This information is accurate as of the fellowship year indicated for each fellow.
Lee Breuer is primarily interested in reinventing choral narrative for the contemporary stage. He approaches this goal from two perspectives: the acting and movement storytelling, as in his series The Animation, and musical storytelling, as in the Gospel at Colonus. He is exploring a project in Greece based on Aeschylus that intentionally combines all three choral disciplines—acting, singing, and dancing—to find the equation between Eastern narrative theater and Western psychological theater forms.
During his year at Radcliffe, Breuer will simultaneously complete a book-length trilogy of comic epic poems—“La Divinia Caricatura,” his Swiftian spin on Dante—and adapt the entire work for musical theater. This trilogy of musicals, which could be staged on three successive nights, proposes to reinvent the language of the modern American musical in postmodern terms. The text and lyrics are written to be performed not only by actors, singers, dancers, and puppets, but also by computer-animated cartoons.

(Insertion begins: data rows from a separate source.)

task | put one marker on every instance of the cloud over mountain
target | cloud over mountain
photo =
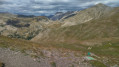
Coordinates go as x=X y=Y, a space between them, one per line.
x=37 y=7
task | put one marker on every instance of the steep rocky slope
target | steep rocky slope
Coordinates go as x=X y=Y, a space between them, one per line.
x=100 y=29
x=20 y=27
x=94 y=12
x=61 y=15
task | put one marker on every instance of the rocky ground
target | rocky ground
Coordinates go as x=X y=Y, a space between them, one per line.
x=47 y=59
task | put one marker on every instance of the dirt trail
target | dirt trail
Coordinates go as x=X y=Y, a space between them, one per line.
x=18 y=59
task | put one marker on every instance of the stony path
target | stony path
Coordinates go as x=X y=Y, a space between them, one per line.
x=18 y=59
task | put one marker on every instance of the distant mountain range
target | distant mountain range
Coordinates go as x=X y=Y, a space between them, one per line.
x=53 y=39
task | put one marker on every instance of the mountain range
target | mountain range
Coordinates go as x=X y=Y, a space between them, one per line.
x=93 y=27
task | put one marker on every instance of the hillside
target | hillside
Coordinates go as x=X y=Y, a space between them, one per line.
x=20 y=27
x=91 y=13
x=66 y=42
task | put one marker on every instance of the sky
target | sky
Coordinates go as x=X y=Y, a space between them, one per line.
x=49 y=7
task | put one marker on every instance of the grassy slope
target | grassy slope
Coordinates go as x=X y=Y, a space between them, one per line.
x=103 y=33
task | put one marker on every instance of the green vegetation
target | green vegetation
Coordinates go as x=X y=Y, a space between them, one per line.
x=53 y=64
x=97 y=64
x=1 y=64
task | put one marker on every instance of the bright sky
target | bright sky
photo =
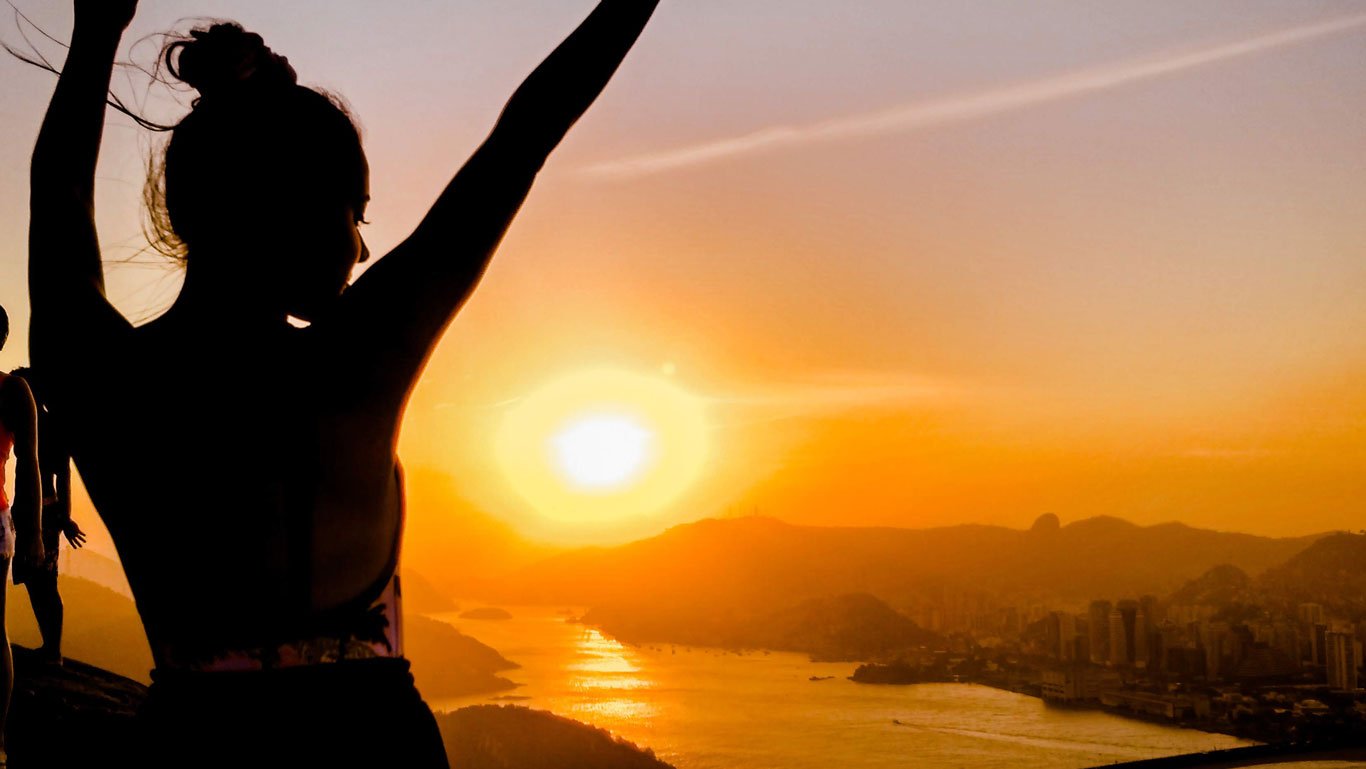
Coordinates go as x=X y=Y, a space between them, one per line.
x=928 y=262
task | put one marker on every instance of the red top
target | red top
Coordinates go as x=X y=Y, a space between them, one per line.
x=6 y=445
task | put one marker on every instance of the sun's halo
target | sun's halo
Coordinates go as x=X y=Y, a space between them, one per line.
x=603 y=451
x=603 y=445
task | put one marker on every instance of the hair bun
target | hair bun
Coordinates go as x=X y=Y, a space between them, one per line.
x=226 y=56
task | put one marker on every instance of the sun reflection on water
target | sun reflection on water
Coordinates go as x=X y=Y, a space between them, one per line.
x=603 y=663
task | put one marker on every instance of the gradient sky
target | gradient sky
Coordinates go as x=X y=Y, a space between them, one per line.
x=933 y=262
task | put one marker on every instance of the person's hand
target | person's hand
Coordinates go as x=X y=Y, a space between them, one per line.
x=30 y=549
x=105 y=15
x=74 y=534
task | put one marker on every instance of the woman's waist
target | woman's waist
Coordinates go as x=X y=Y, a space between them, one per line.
x=361 y=633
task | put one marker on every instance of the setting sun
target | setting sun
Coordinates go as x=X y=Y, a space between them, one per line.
x=603 y=451
x=603 y=445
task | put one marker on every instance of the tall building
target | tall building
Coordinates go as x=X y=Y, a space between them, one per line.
x=1098 y=630
x=1343 y=659
x=1317 y=644
x=1123 y=633
x=1312 y=613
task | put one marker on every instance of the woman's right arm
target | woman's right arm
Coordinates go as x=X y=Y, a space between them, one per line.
x=71 y=316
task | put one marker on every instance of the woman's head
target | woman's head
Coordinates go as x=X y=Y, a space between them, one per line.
x=261 y=165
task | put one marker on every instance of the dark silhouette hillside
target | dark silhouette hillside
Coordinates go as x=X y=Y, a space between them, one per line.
x=103 y=628
x=1329 y=572
x=764 y=562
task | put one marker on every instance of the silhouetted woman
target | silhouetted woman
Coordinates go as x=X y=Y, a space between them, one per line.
x=258 y=516
x=18 y=433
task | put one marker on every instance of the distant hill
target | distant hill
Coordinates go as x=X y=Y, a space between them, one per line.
x=764 y=562
x=101 y=627
x=1220 y=585
x=447 y=663
x=1332 y=572
x=451 y=542
x=508 y=736
x=851 y=627
x=422 y=597
x=89 y=564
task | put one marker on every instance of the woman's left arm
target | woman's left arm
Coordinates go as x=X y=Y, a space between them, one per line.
x=394 y=314
x=21 y=417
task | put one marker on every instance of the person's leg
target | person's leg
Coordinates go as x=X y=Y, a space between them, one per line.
x=41 y=581
x=48 y=612
x=6 y=659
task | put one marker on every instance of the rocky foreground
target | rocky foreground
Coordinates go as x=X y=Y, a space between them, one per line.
x=75 y=715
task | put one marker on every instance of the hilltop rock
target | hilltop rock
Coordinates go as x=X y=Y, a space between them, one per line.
x=1221 y=585
x=1045 y=523
x=1332 y=572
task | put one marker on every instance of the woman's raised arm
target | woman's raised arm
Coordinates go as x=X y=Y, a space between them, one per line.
x=71 y=316
x=394 y=314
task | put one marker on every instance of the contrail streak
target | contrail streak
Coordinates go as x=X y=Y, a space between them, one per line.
x=959 y=108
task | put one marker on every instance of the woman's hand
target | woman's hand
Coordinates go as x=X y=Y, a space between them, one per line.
x=74 y=534
x=105 y=15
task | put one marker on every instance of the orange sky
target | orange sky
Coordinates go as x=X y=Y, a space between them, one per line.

Breuer is best known as an adapter and director of postmodern productions: the Pulitzer- and Tony-nominated Gospel at Colonus starring Morgan Freeman and the “Best Production” OBIE Award–winning stagings of Peter and Wendy and Mabou Mines DollHouse. He has directed twelve OBIE Award?winning performances and has himself been awarded OBIEs for “Best Play,” “Best Production,” “Directing,” and “Lifelong Achievement."” Breuer has been awarded playwriting grants and fellowships from CAPS, the National Endowment for the Arts, the Rockefeller Foundation, the John Simon Guggenheim Memorial Foundation, and others. He has also received Fulbright and John D. and Catherine T. MacArthur Foundation fellowships.